The consumer offer has never been more innovative in response to market pressures with many leased pubs moving to dry led operations, incorporating a range of ancillary uses from local shops to post offices. In contrast the limited availability of good operators who can successfully run such diverse and substantial leisure businesses mean that there has never been more choice or flexibility. This has also brought far more complexity and with all aspects of such deals open to negotiation, a full understanding of the agreement and trading terms is essential to maximise both the trading profit and future value of your business.

In the past those new to the trade or borrowing significant amounts were often steered toward assignments of existing businesses where there is a demonstrable trading history. It can often be very difficult to differentiate between the inherent and personal goodwill and so such businesses rarely offer the same returns as a new letting, particularly in the current market.

There is much talk of forcing the larger pub companies to include guest ale rights in their agreements and to offer a free of tie option, in response a bewildering array of discount schemes is offered by most of the major companies. The reality is that wet trade is becoming a less significant proportion of most leisure businesses even allowing for the growth in cask conditioned ales as a result of the government’s progressive beer duty policy.

Unless there is a significant opportunity for development of the wet business most discount schemes dependent on meeting a volume target will tend to favour the landlord and diminish in value over time. Apparently free of tie options are invariably based on a pub company’s notional price list and to understand such schemes requires a detailed understanding of current beer prices on the spot market. It is essential that all of the financial aspects of the business and particularly the net costs of occupation including rent, beer prices, discounts, and gaming machine share are judged in the context of the anticipated business plan and profit and loss. Most landlords offer guidance and assistance in this area but they are of course acting specifically in their own interest.

The tie itself is not the issue, it is the net financial value of the deal and structuring it to work most efficiently for the style of business you plan to grow.

Less regard tends to be paid to the lease terms and yet they can have a significant bearing on future value, the most important aspect being the provisions for rent review and assignment.

Pub companies now offer many variations on the traditional upwards only rent review including fixed rents, consumer price index uplifts and even up and down rent reviews in the case of hardship. The availability of such provisions does tend to be associated with shorter non-assignable agreements and would not potentially outweigh the benefits of being able to sell the business in future.

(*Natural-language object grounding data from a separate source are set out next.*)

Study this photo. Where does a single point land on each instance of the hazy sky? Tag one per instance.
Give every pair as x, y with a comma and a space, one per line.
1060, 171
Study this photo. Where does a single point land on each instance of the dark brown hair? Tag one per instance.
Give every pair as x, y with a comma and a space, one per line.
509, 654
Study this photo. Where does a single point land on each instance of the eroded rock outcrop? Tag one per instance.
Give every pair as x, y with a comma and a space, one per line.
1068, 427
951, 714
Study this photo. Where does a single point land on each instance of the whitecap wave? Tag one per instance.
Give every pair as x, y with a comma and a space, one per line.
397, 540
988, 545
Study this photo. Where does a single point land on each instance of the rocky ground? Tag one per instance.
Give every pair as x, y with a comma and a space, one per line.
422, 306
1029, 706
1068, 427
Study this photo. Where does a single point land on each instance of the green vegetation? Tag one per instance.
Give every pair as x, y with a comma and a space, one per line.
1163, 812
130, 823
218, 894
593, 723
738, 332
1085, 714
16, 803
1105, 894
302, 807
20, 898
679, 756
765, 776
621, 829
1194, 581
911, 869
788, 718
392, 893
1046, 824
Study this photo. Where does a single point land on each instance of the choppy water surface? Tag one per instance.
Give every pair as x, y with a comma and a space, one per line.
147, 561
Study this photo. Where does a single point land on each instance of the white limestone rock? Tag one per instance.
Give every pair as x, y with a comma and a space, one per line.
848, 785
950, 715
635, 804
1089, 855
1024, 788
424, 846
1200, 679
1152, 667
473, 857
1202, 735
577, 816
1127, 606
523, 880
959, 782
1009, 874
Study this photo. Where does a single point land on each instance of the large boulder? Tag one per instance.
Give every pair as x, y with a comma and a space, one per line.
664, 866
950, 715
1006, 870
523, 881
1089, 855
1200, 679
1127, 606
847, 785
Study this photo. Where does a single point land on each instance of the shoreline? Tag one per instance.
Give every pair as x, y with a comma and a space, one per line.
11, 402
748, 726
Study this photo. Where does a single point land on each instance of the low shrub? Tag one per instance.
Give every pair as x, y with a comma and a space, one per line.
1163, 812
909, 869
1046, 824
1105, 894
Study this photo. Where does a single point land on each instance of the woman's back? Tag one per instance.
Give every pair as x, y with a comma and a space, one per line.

Get the negotiation right at the start and be confident of growing the business and an upwards only review should not be of significant concern. If your business is situated in an area with other competing uses such as offices or shops it is well worth taking a leaf out of the books of the large retail chains such as J D Wetherspoon. By negotiating a rent review clause that assumes the property is a shell, not specifically fitted out for use as a pub and may be used for a broad range of retail uses, then the rent review may be based on comparison with other retail units in the locality rather than on the trade.

The landlord benefits from an asset with a stronger underlying value because of the alternative uses and the successful licensed trade operator has the certainty of a rent that is potentially less variable and will not rise significantly purely because he succeeds in trading the outlet more effectively.

The leased and tenanted market is undergoing structural change but the stock of UK pubs includes fantastic, well-run businesses and investment opportunities but it is a complex area. The licensed property adviser has to combine relevant market knowledge with an understanding of the trade and consumer trends in order to correctly appraise the opportunities in the market.